3. A succession of bishops then, was something that was present and understood immediately after the death of the apostles. However, the key point, for Irenaeus, was that the summed total of all the bishops represented a consensus of doctrinal purity and and dramatic symbol of unity. He appealed to succession - this process of passing along the deposit of faith from one "reliable man" to the next - as evidence that Christianity was distinct from heresies which had sprung up in isolated places, false teachings with no connection to the apostles. Succession was not an end in itself or an infallible, magical, mechanical formula for preserving the church, rather it was a way of constructing an organism that was self correcting, a body that could remain healthy as a whole, even if a foreign agent invaded it.

4. For Vincent of Lerins in the fifth century, the consensus of the whole church represented a path to doctrinal purity and unity, essentially the same argument Ireneaus made. The consistency of teaching across geographical boundaries and over a significant period of time provided evidence that a particular understanding of apostolic teaching, embodied most reliably in the scriptures, but held by the church ever since, was correct, consistent, reliable, universal. Though many bishops had embraced the heresy of Arius, and individual Bishops had embraced other false notions, the whole body, in the end, proved healthy, consistent and true.

5. It is simply wrong, historically mistaken, to outright reject any concept of a continuity of church leadership as an aberration that was embraced by the Constantinian church or the medieval church as if such continuity had no place from the very beginning. Bishops are to be connected to each other, accountable to each other, accountable to the church of history. And the threefold office of Bishop, Presbyter and Deacon was essentially understood as the norm from the first century forward.

What then to make of the Evangelical traditions of today? The Reformers, in rejecting the authoritarian characteristic of the medieval episcopate, set in motion a deep suspicion of all authority. This was understandable. But in properly calling the church back to the canon of Scripture as the measuring rod of truth while rejecting the leadership structure of sixteen centuries, they inadvertently shifted the burden of leadership not only away from an out of control hierarchy, but also away from the consensus of the rest of church history. When this was coupled with the rationalism of the enlightenment, it paved the way for individualism to run away with the Protestant movement.
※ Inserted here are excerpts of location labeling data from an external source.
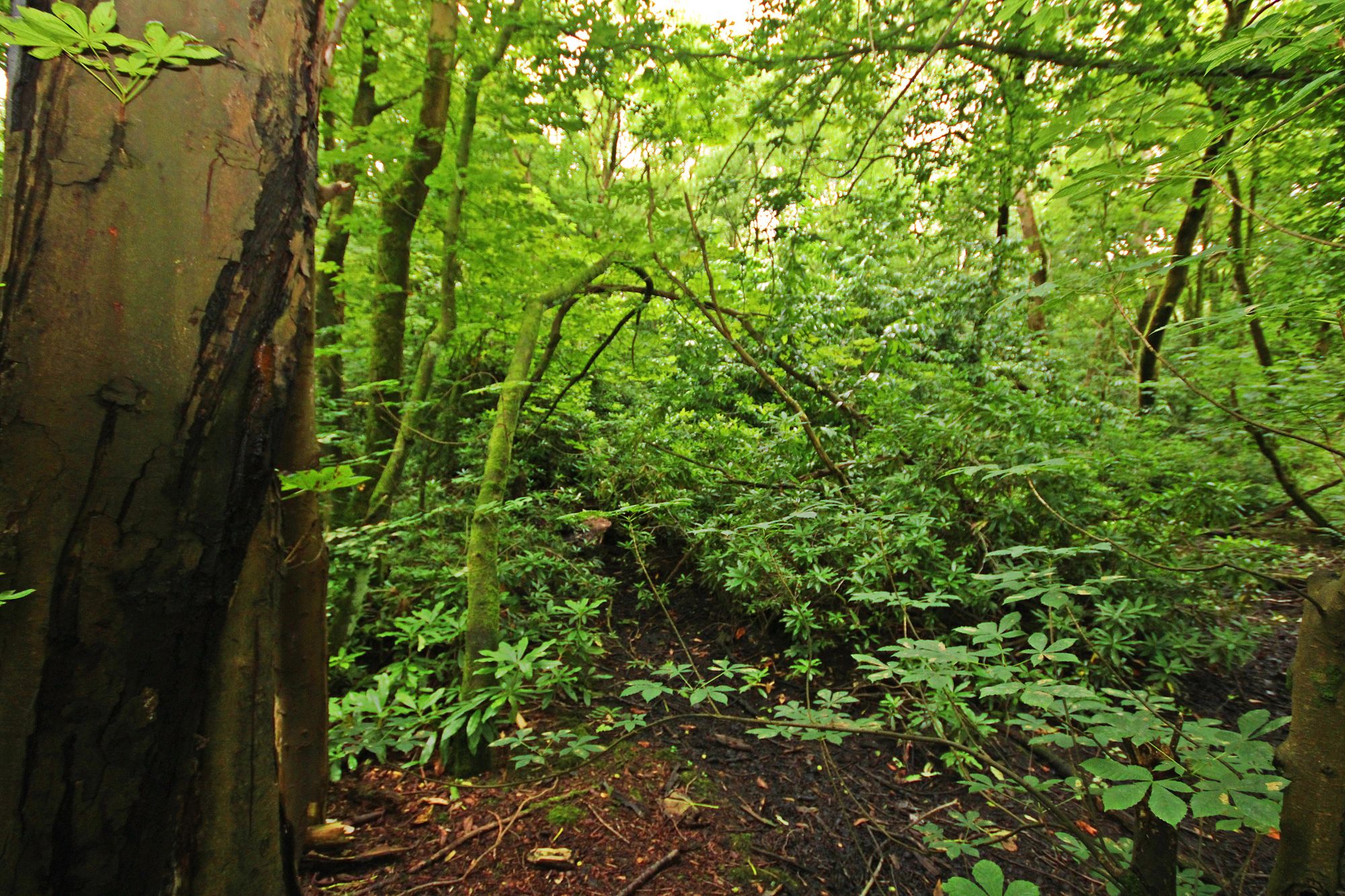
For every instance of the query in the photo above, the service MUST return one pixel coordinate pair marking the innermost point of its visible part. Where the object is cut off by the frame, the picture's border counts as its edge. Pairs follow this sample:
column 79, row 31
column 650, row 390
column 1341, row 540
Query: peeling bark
column 153, row 272
column 302, row 665
column 330, row 310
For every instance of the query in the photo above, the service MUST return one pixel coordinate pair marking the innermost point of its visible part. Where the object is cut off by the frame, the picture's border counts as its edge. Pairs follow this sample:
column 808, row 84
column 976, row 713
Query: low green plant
column 989, row 881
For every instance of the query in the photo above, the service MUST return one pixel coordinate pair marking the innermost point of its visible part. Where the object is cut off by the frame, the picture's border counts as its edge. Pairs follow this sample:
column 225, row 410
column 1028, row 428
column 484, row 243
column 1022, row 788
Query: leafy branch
column 123, row 65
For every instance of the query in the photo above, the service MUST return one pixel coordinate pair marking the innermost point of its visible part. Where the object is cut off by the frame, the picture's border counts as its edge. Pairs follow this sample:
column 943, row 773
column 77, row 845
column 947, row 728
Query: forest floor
column 707, row 809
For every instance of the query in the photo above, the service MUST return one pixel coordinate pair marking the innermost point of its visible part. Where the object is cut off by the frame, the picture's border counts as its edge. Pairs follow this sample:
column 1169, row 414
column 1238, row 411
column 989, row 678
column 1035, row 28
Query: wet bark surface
column 153, row 268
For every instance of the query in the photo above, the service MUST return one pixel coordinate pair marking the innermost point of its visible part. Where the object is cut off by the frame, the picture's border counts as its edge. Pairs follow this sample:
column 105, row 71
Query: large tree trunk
column 1312, row 822
column 302, row 674
column 400, row 210
column 154, row 270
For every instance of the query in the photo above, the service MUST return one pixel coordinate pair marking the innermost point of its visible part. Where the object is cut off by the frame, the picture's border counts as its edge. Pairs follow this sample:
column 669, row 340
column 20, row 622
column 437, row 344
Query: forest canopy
column 950, row 392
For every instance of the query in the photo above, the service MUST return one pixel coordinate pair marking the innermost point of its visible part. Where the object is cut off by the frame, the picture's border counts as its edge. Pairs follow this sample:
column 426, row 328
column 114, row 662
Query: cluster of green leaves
column 123, row 65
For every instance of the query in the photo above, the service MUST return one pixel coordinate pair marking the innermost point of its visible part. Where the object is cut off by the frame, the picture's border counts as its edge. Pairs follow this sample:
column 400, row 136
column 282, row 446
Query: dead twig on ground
column 650, row 873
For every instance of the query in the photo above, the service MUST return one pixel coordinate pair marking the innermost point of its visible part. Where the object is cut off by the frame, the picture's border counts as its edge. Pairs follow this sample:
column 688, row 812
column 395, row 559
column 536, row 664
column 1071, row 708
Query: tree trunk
column 332, row 313
column 400, row 210
column 1153, row 860
column 1242, row 284
column 484, row 585
column 1179, row 271
column 1160, row 315
column 1312, row 822
column 1032, row 236
column 154, row 270
column 302, row 674
column 391, row 478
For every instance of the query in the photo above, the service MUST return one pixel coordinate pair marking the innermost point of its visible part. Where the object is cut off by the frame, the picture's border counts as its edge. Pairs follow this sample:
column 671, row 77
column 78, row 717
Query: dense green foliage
column 835, row 389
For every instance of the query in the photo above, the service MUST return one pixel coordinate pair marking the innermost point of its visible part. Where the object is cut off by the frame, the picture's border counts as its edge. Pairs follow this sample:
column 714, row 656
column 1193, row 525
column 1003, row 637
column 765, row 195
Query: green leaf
column 1165, row 805
column 1124, row 795
column 991, row 876
column 1112, row 770
column 104, row 18
column 73, row 17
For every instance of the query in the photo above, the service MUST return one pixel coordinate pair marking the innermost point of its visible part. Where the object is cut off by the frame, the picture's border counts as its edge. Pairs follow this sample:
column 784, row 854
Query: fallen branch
column 650, row 873
column 379, row 853
column 1274, row 513
column 489, row 826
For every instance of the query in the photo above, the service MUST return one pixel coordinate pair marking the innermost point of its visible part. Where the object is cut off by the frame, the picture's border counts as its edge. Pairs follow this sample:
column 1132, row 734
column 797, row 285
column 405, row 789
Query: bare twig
column 1231, row 412
column 650, row 873
column 489, row 826
column 1276, row 227
column 598, row 817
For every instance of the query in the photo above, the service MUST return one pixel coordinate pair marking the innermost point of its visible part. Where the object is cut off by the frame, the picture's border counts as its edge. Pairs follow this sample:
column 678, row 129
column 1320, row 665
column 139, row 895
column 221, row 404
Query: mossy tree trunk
column 389, row 481
column 484, row 585
column 330, row 309
column 302, row 662
column 1312, row 823
column 1155, row 321
column 1032, row 236
column 400, row 210
column 1242, row 283
column 155, row 267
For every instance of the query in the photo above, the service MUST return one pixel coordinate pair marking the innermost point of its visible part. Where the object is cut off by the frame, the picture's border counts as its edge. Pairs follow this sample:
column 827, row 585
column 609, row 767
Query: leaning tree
column 157, row 264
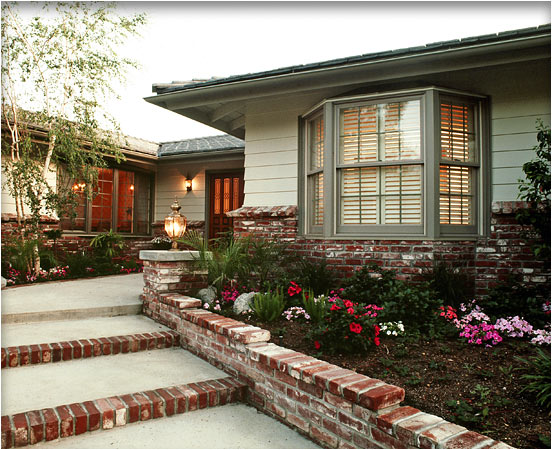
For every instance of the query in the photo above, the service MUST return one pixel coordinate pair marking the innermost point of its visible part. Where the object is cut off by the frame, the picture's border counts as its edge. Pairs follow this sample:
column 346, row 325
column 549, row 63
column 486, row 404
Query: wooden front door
column 225, row 194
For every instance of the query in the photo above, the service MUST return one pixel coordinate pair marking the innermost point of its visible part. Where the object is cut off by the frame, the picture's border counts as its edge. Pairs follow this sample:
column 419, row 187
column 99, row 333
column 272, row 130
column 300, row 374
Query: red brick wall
column 335, row 407
column 488, row 260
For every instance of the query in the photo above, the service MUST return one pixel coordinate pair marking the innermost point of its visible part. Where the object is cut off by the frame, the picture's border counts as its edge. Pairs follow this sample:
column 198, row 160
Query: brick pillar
column 169, row 272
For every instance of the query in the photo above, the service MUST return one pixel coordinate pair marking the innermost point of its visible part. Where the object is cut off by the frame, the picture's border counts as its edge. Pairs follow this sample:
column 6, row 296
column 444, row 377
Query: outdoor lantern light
column 188, row 184
column 175, row 224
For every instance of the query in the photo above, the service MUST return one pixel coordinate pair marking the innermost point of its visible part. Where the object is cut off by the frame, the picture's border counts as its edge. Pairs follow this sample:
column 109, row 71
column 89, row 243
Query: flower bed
column 447, row 378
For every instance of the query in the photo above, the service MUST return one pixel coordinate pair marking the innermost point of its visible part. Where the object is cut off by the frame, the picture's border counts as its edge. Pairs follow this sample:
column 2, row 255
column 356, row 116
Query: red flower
column 294, row 289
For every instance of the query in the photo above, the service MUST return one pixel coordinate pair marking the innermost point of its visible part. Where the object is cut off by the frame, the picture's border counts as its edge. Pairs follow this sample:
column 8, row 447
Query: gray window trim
column 431, row 228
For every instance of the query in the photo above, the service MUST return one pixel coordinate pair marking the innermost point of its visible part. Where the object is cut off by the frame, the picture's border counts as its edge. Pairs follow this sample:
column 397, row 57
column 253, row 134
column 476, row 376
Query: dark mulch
column 434, row 372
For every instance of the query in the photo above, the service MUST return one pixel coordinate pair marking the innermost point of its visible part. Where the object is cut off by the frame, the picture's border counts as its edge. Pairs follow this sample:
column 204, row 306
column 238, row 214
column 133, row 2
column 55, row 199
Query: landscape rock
column 242, row 302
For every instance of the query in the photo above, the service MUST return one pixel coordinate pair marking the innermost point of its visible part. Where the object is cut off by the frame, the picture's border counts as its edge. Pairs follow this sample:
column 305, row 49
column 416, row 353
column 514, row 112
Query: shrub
column 79, row 264
column 316, row 307
column 452, row 285
column 268, row 306
column 107, row 244
column 538, row 378
column 314, row 276
column 535, row 189
column 349, row 327
column 514, row 298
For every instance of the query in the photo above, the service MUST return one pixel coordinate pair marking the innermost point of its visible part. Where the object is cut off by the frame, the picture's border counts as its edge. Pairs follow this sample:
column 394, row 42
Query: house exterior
column 401, row 157
column 134, row 196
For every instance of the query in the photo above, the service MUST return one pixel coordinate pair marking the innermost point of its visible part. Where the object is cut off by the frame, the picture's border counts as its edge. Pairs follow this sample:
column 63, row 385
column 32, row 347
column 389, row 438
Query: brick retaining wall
column 335, row 407
column 488, row 260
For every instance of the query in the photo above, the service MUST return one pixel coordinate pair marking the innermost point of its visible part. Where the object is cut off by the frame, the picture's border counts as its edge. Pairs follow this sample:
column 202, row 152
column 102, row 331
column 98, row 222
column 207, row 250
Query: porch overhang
column 221, row 103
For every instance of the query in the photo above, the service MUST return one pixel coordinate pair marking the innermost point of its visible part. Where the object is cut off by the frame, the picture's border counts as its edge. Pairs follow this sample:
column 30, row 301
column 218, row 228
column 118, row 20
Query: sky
column 187, row 40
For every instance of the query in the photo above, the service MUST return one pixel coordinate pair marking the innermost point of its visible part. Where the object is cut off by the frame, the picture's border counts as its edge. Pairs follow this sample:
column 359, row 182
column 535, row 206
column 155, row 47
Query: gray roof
column 200, row 145
column 162, row 88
Thus in independent churches leadership no longer represents anything universal. Denominationalism, individualism, and unaccountability to the whole have fractured the witness of Christianity. Faith has become just an opinion, another entree on the smorgasborg of pluralism. Moral authority in the culture at large is, as a result, forfeited.

I wish to move back to the center, not to the other edge. Catholics and Orthodox point to the Bishops as having authority by virtue of the office they hold. Protestants point to the failures of many who have held the office to suggest that no such authority exists. But the role of the church leader is to preserve, teach, and pass along the apostolic faith with a singular voice. Focusing on the external office is not sufficient, neither is abandoning the office altogether.

The authority of the bishop comes not from democratic election, nor does it come from blind mechanical succession. It comes from speaking with the voice of the apostles in unity with the whole church. His authority comes not from himself, nor his denomination, nor mechanically from his predecessor, but from connection to the scriptural and apostolic life-blood of the universal church.